My problem with these internet demonstration videos is that they always feature at least semi-willing accomplices, who know that the purpose of the video is to demonstrate how effective the technique being used actually is.
That being said, the techniques shown can be effective, but they assume a couple of things:
- Proximity - The technique presumes that you are allowed to get into a position close enough to be able to actually do the technique.
- Grip and strength - The technique also assumes that your strength and surprise is enough to overcome his strength and tension, as well as your grip being strong enough to control the arm.
What happens if the knife holder is significantly stronger than you? What happens if your grip slips off during the grab? (Hint, the reflexive tightening of the forearm will drive the knife back up towards the throat, you do the math). What happens if you can't get close enough, or the knife holder moves away as you approach? What if it's raining and/or the guy is wearing thick clothing? There are too many variables to simply say "Yeah, that's effective".
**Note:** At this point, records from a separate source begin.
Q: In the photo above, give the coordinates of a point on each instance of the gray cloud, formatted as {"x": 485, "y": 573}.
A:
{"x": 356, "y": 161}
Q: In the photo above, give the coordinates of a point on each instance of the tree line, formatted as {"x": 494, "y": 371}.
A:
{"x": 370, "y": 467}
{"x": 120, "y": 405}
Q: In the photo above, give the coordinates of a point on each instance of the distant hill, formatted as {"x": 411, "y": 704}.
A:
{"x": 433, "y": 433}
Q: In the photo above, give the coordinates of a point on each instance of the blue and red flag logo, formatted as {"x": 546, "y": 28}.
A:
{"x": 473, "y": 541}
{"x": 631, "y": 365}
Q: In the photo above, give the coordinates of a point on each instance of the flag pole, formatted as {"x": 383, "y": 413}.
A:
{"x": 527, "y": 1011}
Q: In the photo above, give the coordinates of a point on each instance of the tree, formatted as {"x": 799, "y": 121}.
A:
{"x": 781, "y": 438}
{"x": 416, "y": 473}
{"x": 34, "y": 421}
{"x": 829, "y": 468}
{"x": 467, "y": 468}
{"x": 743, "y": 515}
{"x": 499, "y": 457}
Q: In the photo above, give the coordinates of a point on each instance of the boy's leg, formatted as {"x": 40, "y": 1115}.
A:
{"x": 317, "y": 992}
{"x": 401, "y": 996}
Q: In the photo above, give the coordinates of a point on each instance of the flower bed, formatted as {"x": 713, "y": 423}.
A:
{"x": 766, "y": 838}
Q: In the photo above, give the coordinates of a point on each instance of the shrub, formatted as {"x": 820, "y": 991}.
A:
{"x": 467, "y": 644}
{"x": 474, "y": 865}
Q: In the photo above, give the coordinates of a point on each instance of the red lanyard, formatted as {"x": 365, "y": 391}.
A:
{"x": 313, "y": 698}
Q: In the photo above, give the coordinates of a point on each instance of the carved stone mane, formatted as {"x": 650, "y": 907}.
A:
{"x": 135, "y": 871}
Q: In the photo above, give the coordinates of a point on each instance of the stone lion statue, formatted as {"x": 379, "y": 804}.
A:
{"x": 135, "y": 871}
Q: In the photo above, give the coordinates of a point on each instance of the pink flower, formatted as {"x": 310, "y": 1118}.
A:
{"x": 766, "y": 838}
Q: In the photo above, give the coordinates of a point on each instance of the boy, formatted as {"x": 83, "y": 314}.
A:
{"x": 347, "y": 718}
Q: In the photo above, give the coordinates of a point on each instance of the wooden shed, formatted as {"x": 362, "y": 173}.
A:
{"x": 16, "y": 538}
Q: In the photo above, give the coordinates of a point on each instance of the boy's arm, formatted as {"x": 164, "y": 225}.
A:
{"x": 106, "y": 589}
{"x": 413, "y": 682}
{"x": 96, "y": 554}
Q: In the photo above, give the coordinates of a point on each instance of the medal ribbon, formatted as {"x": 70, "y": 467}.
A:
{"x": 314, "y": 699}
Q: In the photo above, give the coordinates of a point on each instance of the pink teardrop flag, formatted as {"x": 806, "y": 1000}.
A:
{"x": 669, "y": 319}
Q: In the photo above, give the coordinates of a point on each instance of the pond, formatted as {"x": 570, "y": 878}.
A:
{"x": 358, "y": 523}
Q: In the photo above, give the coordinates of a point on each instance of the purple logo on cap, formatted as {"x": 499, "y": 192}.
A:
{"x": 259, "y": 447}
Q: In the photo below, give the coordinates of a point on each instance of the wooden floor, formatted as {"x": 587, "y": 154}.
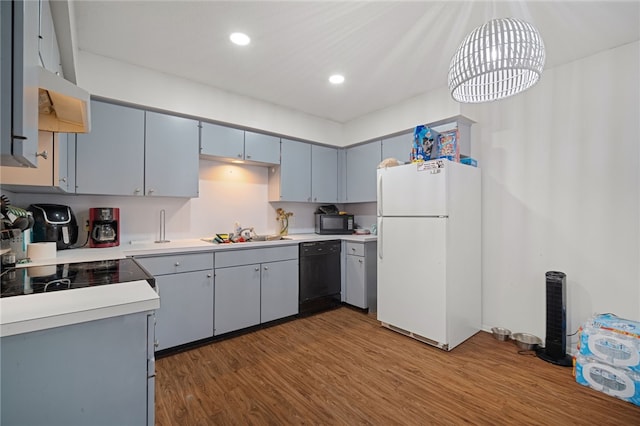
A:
{"x": 341, "y": 368}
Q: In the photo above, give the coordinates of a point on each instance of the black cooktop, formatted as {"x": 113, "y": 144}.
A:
{"x": 69, "y": 276}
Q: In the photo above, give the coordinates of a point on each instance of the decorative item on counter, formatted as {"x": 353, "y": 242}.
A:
{"x": 389, "y": 162}
{"x": 283, "y": 218}
{"x": 468, "y": 161}
{"x": 448, "y": 146}
{"x": 423, "y": 144}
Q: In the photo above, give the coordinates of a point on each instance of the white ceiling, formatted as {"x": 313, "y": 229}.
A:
{"x": 388, "y": 51}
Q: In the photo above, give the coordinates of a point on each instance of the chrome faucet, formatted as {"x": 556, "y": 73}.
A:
{"x": 162, "y": 228}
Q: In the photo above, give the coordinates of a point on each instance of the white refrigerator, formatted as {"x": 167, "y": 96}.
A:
{"x": 429, "y": 265}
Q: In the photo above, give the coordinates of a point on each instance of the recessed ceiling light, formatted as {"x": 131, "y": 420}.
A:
{"x": 336, "y": 79}
{"x": 241, "y": 39}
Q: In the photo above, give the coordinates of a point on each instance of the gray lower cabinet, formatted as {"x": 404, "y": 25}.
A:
{"x": 278, "y": 290}
{"x": 360, "y": 275}
{"x": 186, "y": 288}
{"x": 255, "y": 286}
{"x": 237, "y": 298}
{"x": 361, "y": 165}
{"x": 93, "y": 373}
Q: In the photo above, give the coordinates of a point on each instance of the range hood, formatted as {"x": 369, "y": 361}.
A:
{"x": 62, "y": 106}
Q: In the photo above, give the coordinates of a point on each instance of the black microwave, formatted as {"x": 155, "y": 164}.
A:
{"x": 334, "y": 224}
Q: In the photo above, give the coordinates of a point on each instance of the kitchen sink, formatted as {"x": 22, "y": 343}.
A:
{"x": 268, "y": 238}
{"x": 255, "y": 239}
For your other question, yes, there are myriad ways to approach someone, move around them, grab/control the knife hand, disarms, etc. Almost every art out there has some form of blade related defense. I'm trained in the Human Factors Research Group variants, PPCT, gun disarms, etc. The system is great (IMHO), but am I good enough to apply them in a stress situation? I don't know, never had to use it yet, thankfully.
So yes, the techniques could be effective depending on the conditions and skill of the practitioner, but like everything, it could also go horribly wrong.